In ancient times, those captured in battle could expect to find themselves either summarily executed or sold into a life of slavery, but as the years went by, their rights improved. The status of prisoners of war over the years changed drastically when an accepted set of rules regarding their treatment was created at the Peace of Westphalia in 1648, called to end the Thirty Years’ War in Europe. While the major powers of Europe agreed to treat each other’s captured well, the first camp was not built until 1797, nearly 150 years later, and the idea of exchanging each other’s prisoners did not occur until even after that.
There was always a give and take between factions on the issue: soldiers were meant to keep fighting in any way they could and not simply sit in captivity waiting to be freed when the war ended, while guards were not meant to overly harm prisoners, even when they were clearly fighting back against their guards. It was an impasse that would see little resolution. The Geneva Conventions on the rights of Prisoners of War were agreed in 1929 – confusingly, there are three Geneva Conventions, the one that most people have heard of being the 1949 nuclear non-proliferation Convention and not the Convention concerning the rules of war. The 1929 convention made it illegal to torture prisoners, gave them the right to packages and letters home, ensured decent food and work, disavowed slave labour and allowed them not to disclose any information that they did not want to.
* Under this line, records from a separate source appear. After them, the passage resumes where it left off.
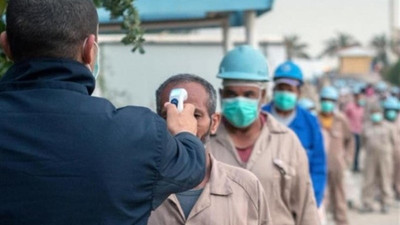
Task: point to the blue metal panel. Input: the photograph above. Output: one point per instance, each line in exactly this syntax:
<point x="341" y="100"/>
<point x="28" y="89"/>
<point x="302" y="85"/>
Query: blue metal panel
<point x="164" y="10"/>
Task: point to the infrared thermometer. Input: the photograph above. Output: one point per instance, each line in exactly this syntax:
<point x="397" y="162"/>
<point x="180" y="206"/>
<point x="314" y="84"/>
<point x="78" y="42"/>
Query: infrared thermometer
<point x="177" y="97"/>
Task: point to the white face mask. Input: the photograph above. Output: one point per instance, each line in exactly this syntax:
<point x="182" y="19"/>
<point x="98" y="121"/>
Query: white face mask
<point x="96" y="69"/>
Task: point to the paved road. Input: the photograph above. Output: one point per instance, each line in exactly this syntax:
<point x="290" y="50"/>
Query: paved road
<point x="376" y="218"/>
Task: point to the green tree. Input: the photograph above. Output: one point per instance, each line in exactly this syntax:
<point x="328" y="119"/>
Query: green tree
<point x="337" y="43"/>
<point x="381" y="44"/>
<point x="117" y="8"/>
<point x="295" y="48"/>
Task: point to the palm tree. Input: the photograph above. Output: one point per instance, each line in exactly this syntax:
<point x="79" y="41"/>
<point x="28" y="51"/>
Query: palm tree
<point x="294" y="48"/>
<point x="335" y="44"/>
<point x="380" y="43"/>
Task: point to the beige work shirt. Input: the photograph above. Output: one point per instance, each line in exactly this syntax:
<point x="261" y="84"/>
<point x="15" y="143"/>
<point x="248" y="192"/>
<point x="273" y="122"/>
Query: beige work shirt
<point x="341" y="143"/>
<point x="379" y="139"/>
<point x="280" y="162"/>
<point x="232" y="196"/>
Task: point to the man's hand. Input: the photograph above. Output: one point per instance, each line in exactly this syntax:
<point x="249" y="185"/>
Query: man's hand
<point x="184" y="121"/>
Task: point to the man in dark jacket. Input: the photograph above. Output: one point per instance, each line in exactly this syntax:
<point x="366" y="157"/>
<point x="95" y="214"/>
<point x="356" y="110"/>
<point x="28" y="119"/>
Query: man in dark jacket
<point x="67" y="157"/>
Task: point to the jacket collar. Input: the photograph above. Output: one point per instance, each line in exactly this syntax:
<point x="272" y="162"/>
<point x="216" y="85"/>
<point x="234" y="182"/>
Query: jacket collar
<point x="49" y="73"/>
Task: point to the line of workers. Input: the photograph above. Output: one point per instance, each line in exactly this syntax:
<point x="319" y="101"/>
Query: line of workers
<point x="270" y="163"/>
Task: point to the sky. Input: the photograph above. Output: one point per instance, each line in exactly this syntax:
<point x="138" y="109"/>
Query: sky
<point x="315" y="21"/>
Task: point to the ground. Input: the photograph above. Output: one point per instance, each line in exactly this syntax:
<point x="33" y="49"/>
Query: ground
<point x="355" y="218"/>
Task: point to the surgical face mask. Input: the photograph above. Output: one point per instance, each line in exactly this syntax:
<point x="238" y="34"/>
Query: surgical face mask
<point x="327" y="106"/>
<point x="313" y="112"/>
<point x="391" y="115"/>
<point x="285" y="100"/>
<point x="241" y="112"/>
<point x="376" y="117"/>
<point x="361" y="102"/>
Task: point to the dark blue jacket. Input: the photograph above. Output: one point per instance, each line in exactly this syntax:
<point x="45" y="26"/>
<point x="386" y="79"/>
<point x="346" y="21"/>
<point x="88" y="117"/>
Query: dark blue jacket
<point x="308" y="130"/>
<point x="69" y="158"/>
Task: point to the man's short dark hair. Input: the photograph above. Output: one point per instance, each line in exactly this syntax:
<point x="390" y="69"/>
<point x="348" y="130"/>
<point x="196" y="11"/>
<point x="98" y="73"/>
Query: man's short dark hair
<point x="188" y="78"/>
<point x="49" y="28"/>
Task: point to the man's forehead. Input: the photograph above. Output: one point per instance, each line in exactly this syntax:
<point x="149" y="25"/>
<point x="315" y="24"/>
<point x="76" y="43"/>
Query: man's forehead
<point x="196" y="92"/>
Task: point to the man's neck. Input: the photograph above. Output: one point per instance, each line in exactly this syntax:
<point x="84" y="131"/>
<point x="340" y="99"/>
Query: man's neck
<point x="282" y="113"/>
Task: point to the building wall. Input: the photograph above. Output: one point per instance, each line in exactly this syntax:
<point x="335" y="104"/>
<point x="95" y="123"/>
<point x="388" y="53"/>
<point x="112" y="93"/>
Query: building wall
<point x="355" y="65"/>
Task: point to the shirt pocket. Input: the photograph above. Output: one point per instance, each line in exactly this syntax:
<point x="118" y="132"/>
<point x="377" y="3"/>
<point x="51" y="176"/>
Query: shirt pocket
<point x="284" y="178"/>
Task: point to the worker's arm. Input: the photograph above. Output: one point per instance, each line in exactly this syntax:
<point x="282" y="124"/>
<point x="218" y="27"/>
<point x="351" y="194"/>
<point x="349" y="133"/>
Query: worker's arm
<point x="263" y="207"/>
<point x="349" y="142"/>
<point x="318" y="169"/>
<point x="182" y="161"/>
<point x="303" y="205"/>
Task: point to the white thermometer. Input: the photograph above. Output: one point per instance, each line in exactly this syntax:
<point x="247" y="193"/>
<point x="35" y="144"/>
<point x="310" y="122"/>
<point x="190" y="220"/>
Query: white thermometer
<point x="177" y="97"/>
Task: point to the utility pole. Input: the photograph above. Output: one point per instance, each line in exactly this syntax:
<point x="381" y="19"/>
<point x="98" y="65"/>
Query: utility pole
<point x="394" y="25"/>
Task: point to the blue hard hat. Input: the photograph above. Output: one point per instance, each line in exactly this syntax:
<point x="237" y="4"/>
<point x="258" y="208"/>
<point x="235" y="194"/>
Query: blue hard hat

Of course, when the Second World War started, plenty of this went out of the window. The Nazis and Soviets routinely flouted their obligations to each other’s prisoners: 57% of Soviet prisoners held by the Germans died, while 35.8% of Germans held by the Soviets did too. The British and Americans fared much better, with death rates of around 3% if they were captured by Germans, while Germans captured by Brits and Americans died at a rate of less than 1%. The Geneva Convention of 1929, however, was never ratified by Japan. Almost a third of those captured in the Pacific perished, and it would be a trend that continued in the region well after the war had ended.